When the Yankees’ tailspin continued in Buffalo, it wasn’t Brian Cashman parachuting in for a pep talk that ended the nosedive. Not until Voit called the team’s play "embarrassing" and suggested that opponents no longer feared them. He talked about "getting back to what the New York Yankees are," something that Voit seemed to grasp fairly quickly for the relatively short time he’s called the Bronx home.

"There’s no question that he has a strong voice, and his candor -- kind of telling it how it is -- and shoot from the hip is something that we love about him," manager Aaron Boone said. "And I just think he's had a presence since he got here. When he came in here, he was himself right away, as a young player with not a lot of Major League experience.
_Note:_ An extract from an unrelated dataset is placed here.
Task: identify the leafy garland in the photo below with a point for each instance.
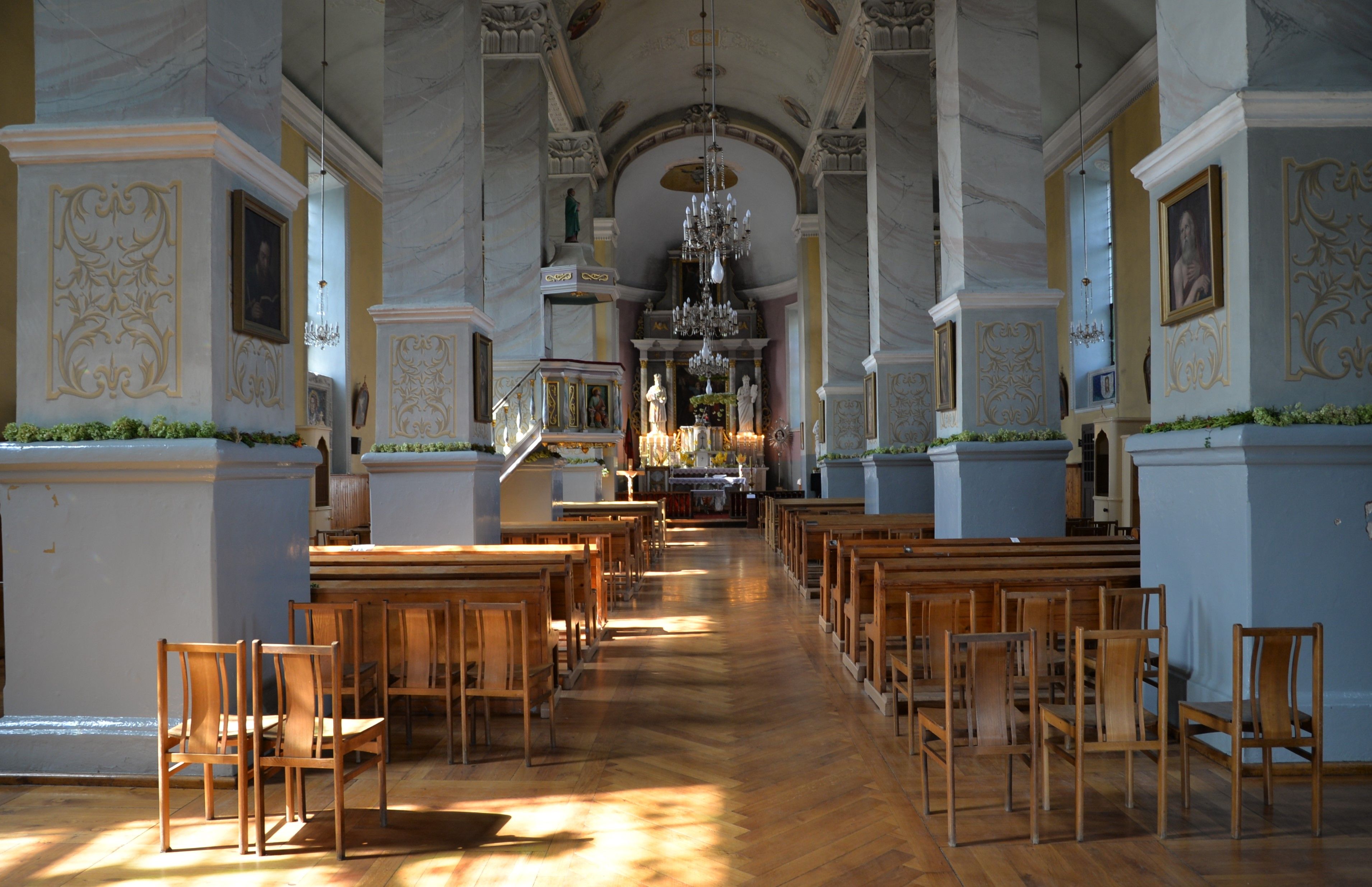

"That’s something that we certainly encourage here, but I do feel like there's more of a veteran presence about him now. He's definitely a strong personality in our room and obviously a key figure to our success."

Voit’s swagger doesn’t really fit the Yankees’ corporate persona. While he’s clean-shaven in accordance with club policy, Voit usually has the top two or three buttons of his jersey open, gold chain swinging. Before Tuesday night’s game, Voit appeared at the digital podium in a white tank top, wearing a thick blue headband, and of course the ubiquitous neck chain. He looked like the guy racking plates next to you at Gold’s Gym, not the Yankee playing first base later that night.

As for throwing around criticism like 50-pound dumbbells, Voit says that’s just how he is. It’s not a show. And if the Yankees need the same kick in the pinstriped pants at some point this October, Voit will gladly speak up.

"I’ve always been an outspoken guy," Voit said. "And now that I’m getting put more in the media, I’m not going to lie to you guys. I’m going to sit here and be truthful about what's going on. And sometimes it sucks. So you just got to say what it is. Hopefully the good times are rolling during this postseason and there's not a lot of that. But whatever it takes to just get the boys rolling."

Voit has the bat to do that. He became only the eighth Yankee to lead the majors outright in homers and the 22 this season was one better than his previous career high, which took him 118 games last year. The Yankees needed Voit’s muscle to make up for the lengthy absences of both Judge and Giancarlo Stanton, but the MVP flex -- 52 RBIs, .948 OPS -- was beyond expectations.

"The power of presence that he brings, and the energy, and the intensity he plays the game with, I’m glad he's in this position this year," Boone said.

Voit will make that presence felt, one way or another.